Il ricatto di Mark Zuckerberg è chiaro: o si fa in modo che il social business estrattivo possa continuare a saccheggiare le vite, le opinioni e i sistemi di relazione delle persone per raccogliere dati utili per il marketing aggregato e personalizzato o si rischia la chiusura dei servizi di Facebook e di Instagram in Europa.
Un colpo pesantissimo, una presa di consapevolezza che travolge certezze decennali.
Lo è per coloro che si sono illusi di essere di fronte a nuove e straordinarie agorà, salvo dover prendere atto dello scandalo Cambridge Analytica.
Lo è per coloro che hanno illuso colleghi e scolari identificando nelle piattaforme del capitalismo digitale istanze di interazione e collaborazione didattica, troppo spesso ignorando che le norme federali americane – prima ancora dell’entrata in vigore del GDPR dell’UE – ne vietavano l’uso prima dei 13 anni.
Lo è per chi pensa che la formazione degli insegnanti – e degli adulti in genere – nel campo delle tecnologie digitali della comunicazione e dell’informazione debba e possa essere soltanto adattiva: l’innovazione – meglio se in chiave disruption – è il fine ultimo e assoluto dell’agire umano, che segue un approccio utilitarista, quello dell’individuo-impresa.
Lo è per chi ha fatto del concetto di media education il perno della propria attività professionale ed accademica: è l’utente dei dispositivi a doversi fare carico della situazione, imparando a sfruttare le opportunità e a evitare o ridurre i rischi, praticando individualmente la “self digital safety”. E magari propone lenti e meditati percorsi su campioni sperimentali: qualsiasi espediente intellettuale è utile, infatti, pur di affermare di possedere uno scaffale di conoscenze depositarie, utili per affrontare una situazione che richiederebbe invece indignazione etica e iniziativa politica.

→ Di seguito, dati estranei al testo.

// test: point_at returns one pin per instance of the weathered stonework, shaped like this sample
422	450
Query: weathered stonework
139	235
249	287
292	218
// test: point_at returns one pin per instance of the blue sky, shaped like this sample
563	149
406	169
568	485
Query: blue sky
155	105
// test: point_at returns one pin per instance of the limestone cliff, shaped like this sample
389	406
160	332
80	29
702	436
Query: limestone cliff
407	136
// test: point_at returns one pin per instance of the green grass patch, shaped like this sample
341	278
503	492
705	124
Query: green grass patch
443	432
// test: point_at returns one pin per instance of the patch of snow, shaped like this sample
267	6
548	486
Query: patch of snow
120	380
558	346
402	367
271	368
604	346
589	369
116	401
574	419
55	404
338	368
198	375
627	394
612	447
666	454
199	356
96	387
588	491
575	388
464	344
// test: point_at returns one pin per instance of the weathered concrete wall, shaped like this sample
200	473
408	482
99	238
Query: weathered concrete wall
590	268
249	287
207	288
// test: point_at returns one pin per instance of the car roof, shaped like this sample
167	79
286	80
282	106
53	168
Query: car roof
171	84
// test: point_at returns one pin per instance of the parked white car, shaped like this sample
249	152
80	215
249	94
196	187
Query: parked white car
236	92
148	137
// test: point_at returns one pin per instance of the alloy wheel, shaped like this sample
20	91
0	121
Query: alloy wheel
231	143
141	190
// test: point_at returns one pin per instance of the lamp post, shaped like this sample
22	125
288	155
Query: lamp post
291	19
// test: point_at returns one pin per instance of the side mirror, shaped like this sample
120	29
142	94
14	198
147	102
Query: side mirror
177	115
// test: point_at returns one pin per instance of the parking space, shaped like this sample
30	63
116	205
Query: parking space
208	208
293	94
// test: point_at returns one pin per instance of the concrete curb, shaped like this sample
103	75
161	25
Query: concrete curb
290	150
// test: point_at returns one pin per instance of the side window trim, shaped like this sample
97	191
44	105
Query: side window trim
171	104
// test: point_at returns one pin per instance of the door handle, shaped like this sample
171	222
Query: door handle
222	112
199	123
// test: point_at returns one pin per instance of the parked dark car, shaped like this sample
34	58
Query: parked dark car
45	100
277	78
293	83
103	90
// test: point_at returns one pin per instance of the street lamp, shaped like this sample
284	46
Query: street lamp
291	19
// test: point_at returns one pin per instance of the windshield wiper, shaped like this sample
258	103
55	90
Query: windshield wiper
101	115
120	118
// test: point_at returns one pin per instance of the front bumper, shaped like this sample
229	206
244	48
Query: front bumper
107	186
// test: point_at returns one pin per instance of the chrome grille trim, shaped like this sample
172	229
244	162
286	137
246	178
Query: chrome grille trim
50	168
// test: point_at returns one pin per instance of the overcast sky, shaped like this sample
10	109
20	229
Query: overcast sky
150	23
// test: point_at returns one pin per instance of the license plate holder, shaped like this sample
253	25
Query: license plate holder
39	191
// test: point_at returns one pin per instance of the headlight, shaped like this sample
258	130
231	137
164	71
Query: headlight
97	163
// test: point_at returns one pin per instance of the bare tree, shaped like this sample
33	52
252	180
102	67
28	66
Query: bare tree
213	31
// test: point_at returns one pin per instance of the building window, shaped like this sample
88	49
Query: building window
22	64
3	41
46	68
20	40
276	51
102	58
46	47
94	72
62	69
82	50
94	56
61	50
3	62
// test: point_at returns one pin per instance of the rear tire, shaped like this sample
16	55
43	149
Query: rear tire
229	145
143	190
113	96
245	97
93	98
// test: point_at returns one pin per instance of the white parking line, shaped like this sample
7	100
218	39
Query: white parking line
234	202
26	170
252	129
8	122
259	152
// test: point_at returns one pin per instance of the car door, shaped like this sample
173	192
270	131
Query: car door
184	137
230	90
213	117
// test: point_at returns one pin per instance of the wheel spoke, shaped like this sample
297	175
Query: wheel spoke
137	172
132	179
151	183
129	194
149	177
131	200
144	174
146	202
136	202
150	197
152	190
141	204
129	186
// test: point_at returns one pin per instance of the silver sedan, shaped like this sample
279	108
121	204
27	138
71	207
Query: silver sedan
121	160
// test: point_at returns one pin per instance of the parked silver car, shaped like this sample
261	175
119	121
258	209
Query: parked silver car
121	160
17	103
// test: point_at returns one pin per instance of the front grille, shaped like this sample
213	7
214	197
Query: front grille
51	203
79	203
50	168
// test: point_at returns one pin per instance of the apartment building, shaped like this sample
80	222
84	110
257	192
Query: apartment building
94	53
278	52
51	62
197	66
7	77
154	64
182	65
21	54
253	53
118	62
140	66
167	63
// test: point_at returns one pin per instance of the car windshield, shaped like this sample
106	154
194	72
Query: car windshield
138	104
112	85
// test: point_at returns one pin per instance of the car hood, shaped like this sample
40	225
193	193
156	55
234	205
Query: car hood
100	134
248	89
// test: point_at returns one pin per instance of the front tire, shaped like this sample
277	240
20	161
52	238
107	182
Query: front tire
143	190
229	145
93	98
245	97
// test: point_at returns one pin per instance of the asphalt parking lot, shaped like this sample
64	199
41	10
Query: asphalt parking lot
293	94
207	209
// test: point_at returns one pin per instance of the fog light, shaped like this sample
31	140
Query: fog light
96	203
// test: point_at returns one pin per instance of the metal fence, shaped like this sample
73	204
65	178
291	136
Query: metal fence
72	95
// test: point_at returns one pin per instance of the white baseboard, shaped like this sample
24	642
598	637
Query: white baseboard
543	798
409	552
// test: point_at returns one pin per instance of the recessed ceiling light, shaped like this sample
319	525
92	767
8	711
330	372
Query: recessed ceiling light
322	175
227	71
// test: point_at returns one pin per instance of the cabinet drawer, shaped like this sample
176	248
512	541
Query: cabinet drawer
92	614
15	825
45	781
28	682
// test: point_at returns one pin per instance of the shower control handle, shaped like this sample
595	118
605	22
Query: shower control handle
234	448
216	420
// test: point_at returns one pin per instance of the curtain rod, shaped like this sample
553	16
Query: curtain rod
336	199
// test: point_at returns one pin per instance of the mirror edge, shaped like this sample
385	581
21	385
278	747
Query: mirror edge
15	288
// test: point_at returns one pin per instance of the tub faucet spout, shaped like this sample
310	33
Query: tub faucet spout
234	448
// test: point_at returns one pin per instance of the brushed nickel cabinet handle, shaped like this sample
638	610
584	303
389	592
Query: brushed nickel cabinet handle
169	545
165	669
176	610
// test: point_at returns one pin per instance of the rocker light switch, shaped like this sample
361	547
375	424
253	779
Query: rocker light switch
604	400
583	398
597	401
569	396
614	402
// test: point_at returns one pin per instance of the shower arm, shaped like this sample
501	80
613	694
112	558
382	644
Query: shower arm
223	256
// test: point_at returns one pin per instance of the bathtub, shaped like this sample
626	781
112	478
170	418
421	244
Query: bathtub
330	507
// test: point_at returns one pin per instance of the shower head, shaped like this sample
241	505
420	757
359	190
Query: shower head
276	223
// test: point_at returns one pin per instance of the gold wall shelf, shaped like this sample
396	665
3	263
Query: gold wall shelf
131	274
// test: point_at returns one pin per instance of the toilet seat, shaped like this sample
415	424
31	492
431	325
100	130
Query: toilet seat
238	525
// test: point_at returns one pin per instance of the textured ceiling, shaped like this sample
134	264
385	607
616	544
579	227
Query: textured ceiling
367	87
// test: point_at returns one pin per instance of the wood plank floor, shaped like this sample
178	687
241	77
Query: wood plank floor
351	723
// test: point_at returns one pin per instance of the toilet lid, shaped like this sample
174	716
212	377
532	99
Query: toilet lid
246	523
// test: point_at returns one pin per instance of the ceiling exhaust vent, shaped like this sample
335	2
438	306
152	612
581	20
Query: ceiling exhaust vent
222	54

Il ballon d’essai del boss di Meta Platfoms, Inc., insomma, dovrebbe far riflettere chi è stato complice del capitalismo digitale e cognitivo nell’affermare che all’attuale scenario – prevalente sul piano infrastrutturale ed egemonico su quello culturale – non vi è e non ci può essere alternativa.
Se davvero gli spazi collettivi venissero liberati delle infiltrazioni dei “signori del silicio”, infatti, potrebbe avere maggiore spazio la rivendicazione di investimenti su piattaforme pubbliche, autenticamente cooperative, soggette a controllo democratico, senza scopo di lucro, aperte e rivolte al supporto di attività e relazioni di comunità con scopi sociali, radicate in esigenze e finalità autentiche della vita del pianeta.